- Born: 1670
- Died: 1738 (aged 67–68)
- Commands: 4th Lithuanian Vanguard Regiment
- Spouse: Marianna née Achmatowicz
- Children: Stefan ; Józef;

= Aleksander Ułan =

Aleksander Ułan (1670–1738) was a Lithuanian Tatar officer, who served as part of the Royal Saxon Army. It has been suggested that the name Uhlan derives from his surname.

== Early life ==
He was from Ašmena district.

== Military career ==
During the Polish Civil War, Aleksander Ułan sided with King Augustus II the Strong. As a reward for his loyalty, Ułan was given the Koszoły village in 1711. In 1713, rotmistrz Ułan was promoted to colonel and given command of a Lithuanian Tatar regiment. In 1715-1716, he and his regiment fought on King Augustus II's side against the Tarnogród confederates.

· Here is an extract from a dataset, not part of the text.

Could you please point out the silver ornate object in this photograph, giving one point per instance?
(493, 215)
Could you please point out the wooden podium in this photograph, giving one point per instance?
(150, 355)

=== Service in Saxon army ===
In 1717 the regiment was transferred to Saxon pay. The regiment's nominal commander was General Joachim Friedrich von Flemming. According to Stanisław Dziadulewicz, Ułan's regiment was called "Court's Tatar Regiment" (pułku tatarskiego nadwornego). The regiment was composed of eight banners, totaling around 400 soldiers.

In 1734, Aleksander Ułan commanded the 4th Lithuanian Vanguard Regiment.